Climate models are constantly being improved, both in terms of increased room resolution and the physical processes involved in simulations. These improvements result in more reliable estimates of how natural risks will change at the regional level, from the next decades to the end of the century.
As climate change models have a relatively rough resolution, forecasts must be scaled down. to a finer resolution before it becomes useful for a disaster model. CoreLogic aims to help insurers understand this method, how aspects of climate models are incorporated into disaster models and to what extent.
2. Limiting climate change means modifying modern disaster models
There is always some uncertainty in modern disaster models. Additional complexity arises when separating climate change signals from the natural variation in the atmosphere, leading to changes in danger on multiple decadal scales. Older disaster models use historical loss data to give model outputs credibility. But when it comes to climate, historical losses are not enough to fully understand future risks and evaluate the credibility of the results.
To combat this uncertainty, reduction takes effect in the form of hard measures and soft measures. Tough measures include physically constructed structures, such as flood defenses, and usually involve large investments to meet longer time horizons. Soft measures, usually driven by national or municipal policies, such as the removal of combustible waste, are shorter-term measures and much cheaper to implement.
With disaster models that account for both natural climate variation and physical restraint measures, insurance companies are more likely to sign policies correctly and provide customers with the right level of protection.
3. The rules vary depending on location and danger
While science lays the foundation for shaping the future of insurance, regulatory guidelines also play a crucial role. The current legislative environment varies considerably depending on the jurisdiction, which complicates an already complex system. Regulation exists at different levels of complexity and maturity around the world, ranging from no regulatory position to highly prescribed tests. As a global industry, it is therefore a great pain for insurers to keep track of what needs to be reported and to which authority.
As I said, some regulators are leading the process of understanding the impact of climate change. The Intergovernmental Panel on Climate Change (IPCC) is generally considered to be the main authority in this area. Although the IPCC does not conduct scientific research, it assesses the current state of scientific understanding related to climate change.
The IPCC also creates Representative Concentration Pathways (RCP), which describe four different 21 first century greenhouse gas (GHG) emissions and atmospheric concentrations, air pollution and land use. These scenarios range from business as usual (no limit) to strong limit where reductions reduce catastrophic effects. Given their acceptance as standard scenarios in scientific, political and regulatory areas, RCPs will have much to rely on when making catastrophic risk models.
4. Investors anticipate risk and demand change
One last element to consider is the strong influence of investors.

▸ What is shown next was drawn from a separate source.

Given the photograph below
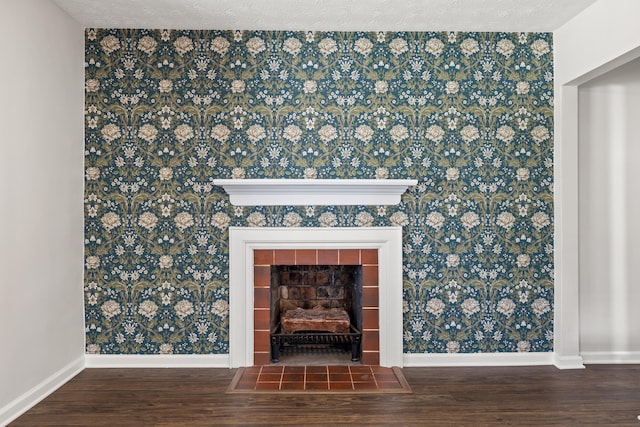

Investors build sustainability in their investment strategies and demand significant changes in corporate behavior. This includes the insurance industry and adjacent markets, such as real estate and mortgages, with respect to climate risk. This is currently handled through policy, environmental monitoring and reporting. At least three credit rating agencies (Standard & Poor's, Moody & # 39; s and AM Best) have identified significant ESG factors, including climate risk for insurance companies. Insurers must consider and implement these considerations as part of their holistic view of climate risk guarantee.
Climate risk is constantly evolving
The effects of climate change are already here, and insurance companies that stay or ignore the pressing reality will risk losing business. By understanding the elements involved in climate risk, including the latest information on scientific understanding, regulations, investors and risk modeling variables, insurers can better serve their clients and improve their portfolios.